Trois astuces pour penser plus positif

Et si on laissait tomber les résolutions pour commencer l’année ? A la place, on chope des idées pour penser positif et prendre la vie du côté. Sophie Machot, experte en psychologie positive et auteure de « Cultiver votre bonheur » (Eyrolles), nous donne ses astuces pour changer en mieux.

Une liste de rêves
« Je veux perdre du poids ; je veux changer de job : j’aimerais  me remettre au sport » … Il est de coutume de se fixer des résolutions qui reviennent chaque année pour mieux nous rappeler nos échecs cuisants les années précédentes. On fait un pied de nez à ces fixettes qui vibrent aux oreilles comme des injonctions parentales. A la place on concentre son énergie à échafauder une liste de rêves. A la poubelle les bonnes résolutions , place à la liste des « 101 je veux ».

Le principe ? Toutes vannes ouvertes, on largue sur papier tous les vœux et les rêves, réalisables ou non, caressés secrètement. Cela peut-être de voyager, de réaliser l’ascension du Kilimandjaro, de manger une glace sur une plage d’Hawaï ou de dîner avec George Clooney. « L’idée est de se demander ce que l’on veut faire, de replacer le « je veux » au centre de notre vie », explique Sophie Machot, auteure de « Même pas peur » (sortie le 14 janvier 2016 aux éditions Eyrolles). Et d’ajouter : « dresser cette liste demande d’aller chercher au plus profond de soi pour lâcher son potentiel créatif ».
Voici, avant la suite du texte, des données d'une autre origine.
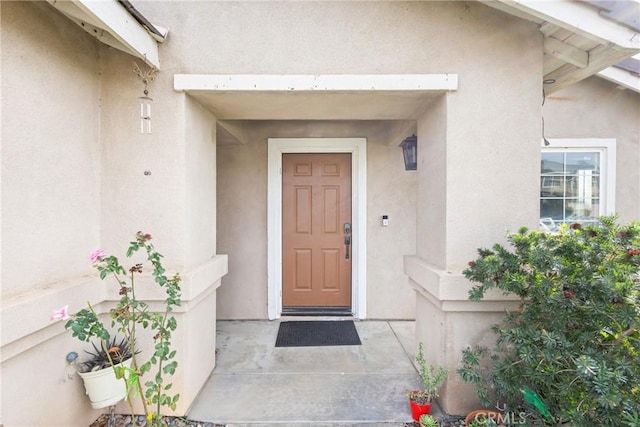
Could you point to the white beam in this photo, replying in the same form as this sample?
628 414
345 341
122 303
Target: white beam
581 19
622 78
112 17
325 82
566 52
548 29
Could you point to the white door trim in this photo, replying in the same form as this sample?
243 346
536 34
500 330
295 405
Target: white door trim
358 149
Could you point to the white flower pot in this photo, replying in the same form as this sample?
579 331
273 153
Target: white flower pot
103 388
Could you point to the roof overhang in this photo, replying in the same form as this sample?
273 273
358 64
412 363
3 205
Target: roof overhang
316 97
579 39
114 23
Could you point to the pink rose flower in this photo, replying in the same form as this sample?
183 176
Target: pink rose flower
97 256
62 314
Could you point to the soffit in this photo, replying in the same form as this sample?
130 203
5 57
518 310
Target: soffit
315 97
114 24
581 38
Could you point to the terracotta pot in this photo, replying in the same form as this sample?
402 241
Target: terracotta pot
103 388
418 409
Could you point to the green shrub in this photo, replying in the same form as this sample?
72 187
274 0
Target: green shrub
575 342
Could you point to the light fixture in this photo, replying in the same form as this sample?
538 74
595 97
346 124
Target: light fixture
410 152
145 100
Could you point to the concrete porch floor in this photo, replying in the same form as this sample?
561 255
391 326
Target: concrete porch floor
255 383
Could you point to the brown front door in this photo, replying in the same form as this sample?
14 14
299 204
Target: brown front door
316 230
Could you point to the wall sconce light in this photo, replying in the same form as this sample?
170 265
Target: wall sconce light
410 152
145 100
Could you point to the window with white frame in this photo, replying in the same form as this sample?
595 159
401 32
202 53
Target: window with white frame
577 181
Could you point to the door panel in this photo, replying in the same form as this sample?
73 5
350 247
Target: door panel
316 195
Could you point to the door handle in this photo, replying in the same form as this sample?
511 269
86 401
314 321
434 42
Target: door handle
347 228
347 242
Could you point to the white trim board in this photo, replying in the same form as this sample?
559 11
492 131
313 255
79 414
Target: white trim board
358 149
317 82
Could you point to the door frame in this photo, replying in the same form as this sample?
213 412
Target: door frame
358 149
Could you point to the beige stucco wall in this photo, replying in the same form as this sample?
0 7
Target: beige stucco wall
73 179
50 205
497 59
50 147
596 108
242 216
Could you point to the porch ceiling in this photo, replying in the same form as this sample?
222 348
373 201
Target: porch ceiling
315 97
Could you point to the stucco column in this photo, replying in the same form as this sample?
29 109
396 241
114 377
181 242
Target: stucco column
477 177
164 183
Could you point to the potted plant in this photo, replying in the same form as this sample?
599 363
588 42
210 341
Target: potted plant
99 372
427 420
431 378
129 316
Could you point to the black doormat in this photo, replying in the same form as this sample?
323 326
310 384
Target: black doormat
317 333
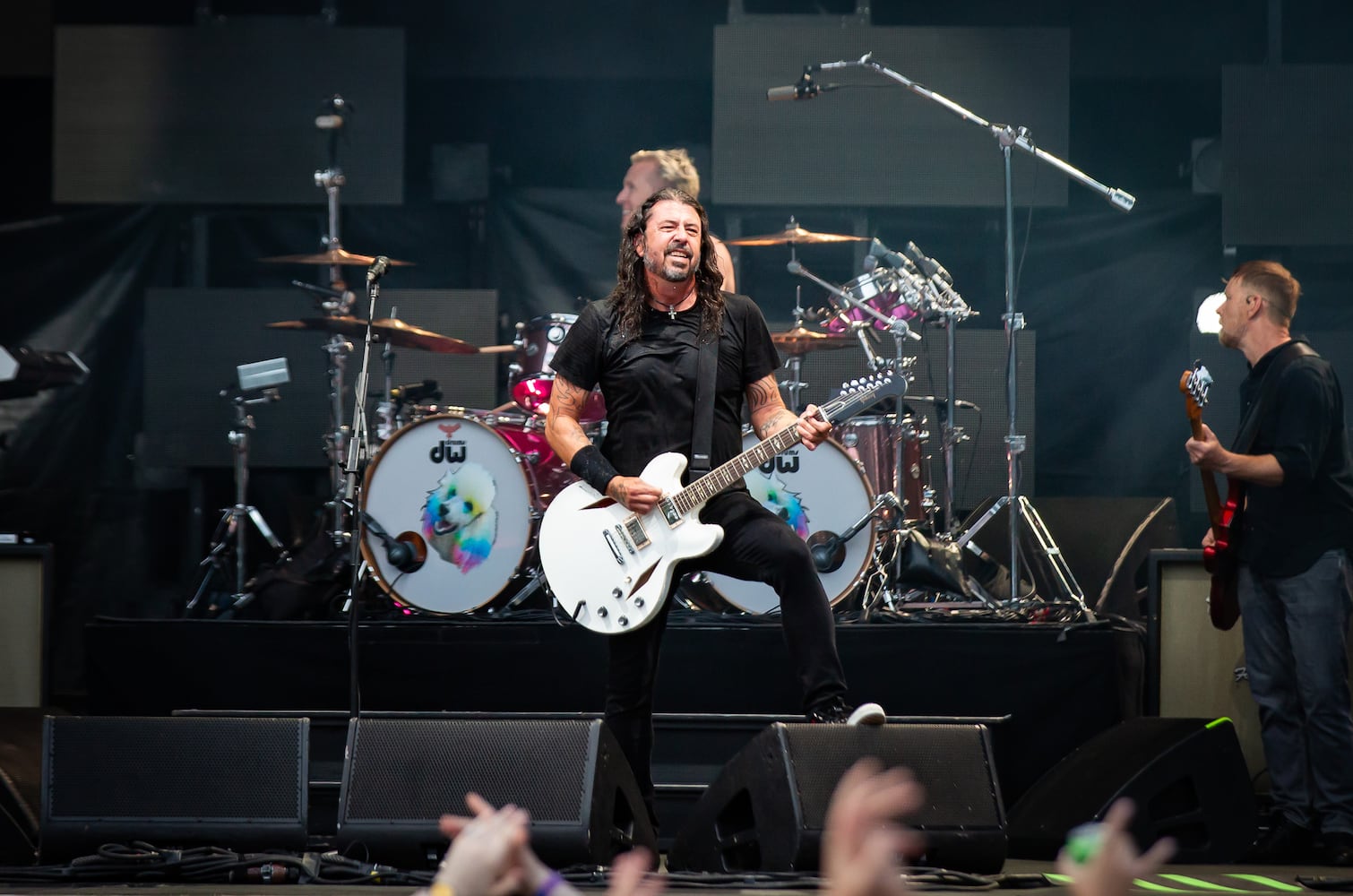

Pas d’inquiétude, cette liste de « je veux » ne sera jamais exhaustive et n’arrivera certainement pas au nombre de 101, mais la formule est symbolique comme une incantation pour libérer tout ce qui passe par la tête, même les choses les plus folles. « Cela constitue un bon moyen de libérer un peu de folie et de fantaisie », poursuit notre experte.
Gardée précieusement, cette liste pourra être modifiée ou relue, même des années plus tard, pour voir ce qui a été réalisé.

Une boîte à peurs
Faire le choix du bonheur et de l’entrée du positif dans sa vie demande d’évacuer nos peurs en les dépassant une à une. Facile à dire, direz-vous. Mais en pratique comment faire ? La boîte à peurs apporte un bon coup de pouce. A l’intérieur on glisse des bouts de papier sur lesquels sont notés les peurs que vous aimeriez surmonter dans l’année. Cela peut être de petites peurs. Par exemple, discuter avec son voisin patibulaire, toucher un serpent, demander une augmentation à son chef, aller à un cours de chant, etc.

Une fois que cette peur est surmontée , on jette le petit papier correspondant pour le remplacer dans la boîte par un galet ou papier de couleurs. Fait agréable, au fur et à mesure, on se rend compte que la boite à peurs se remplit de plus en plus de jolies couleurs ou de cailloux. Un symbole réconfortant qui indique que notre vie se résume à plein de petites victoires quotidiennes.

« A chaque victoire surmontée, il est bon de prendre le temps de goûter à celle-ci en posant sa conscience sur celle-ci. On s’offre le plaisir de ne rien faire ou on s’octroie un petit plaisir », conseille Sophie Machot.

Des lettres de gratitude
La gentillesse est un acte gratuit et désintéressé. Alors pourquoi attendre la « Journée de la gentillesse«  pour exprimer l’amour qu’on porte aux gens ?
On liste deux « anges terriens » des amis, des personnes de notre entourage, des voisins ou autre, qui comptent pour nous. Chaque mois de l’année, on écrira une lettre de gratitude et on l’enverra à une de ces personnes qui nous sont chères. On peut même la lire à cette personne. Qu’est-ce qu’on y écrit ? Tout ce qui est pensé mais jamais dit : remercier le destinataire pour ce qu’elle est, ce qu’elle fait, lui dire pourquoi elle est importante. « Ces lettres de gratitude constituent un puissant outil de psychologie positive ».
Cette lettre de gratitude peut être complétée par d’autres petites attentions qui font du bien aux autres et, par ricochet, à soi-même. Par exemple, se faire du bien en faisant un cadeau à quelqu’un sans que celui-ci ne s’en aperçoive. Autant de petites choses désintéressées mais altruistes qui confirment que l’ouverture aux autres profite autant à soi qu’à ceux qui en bénéficient.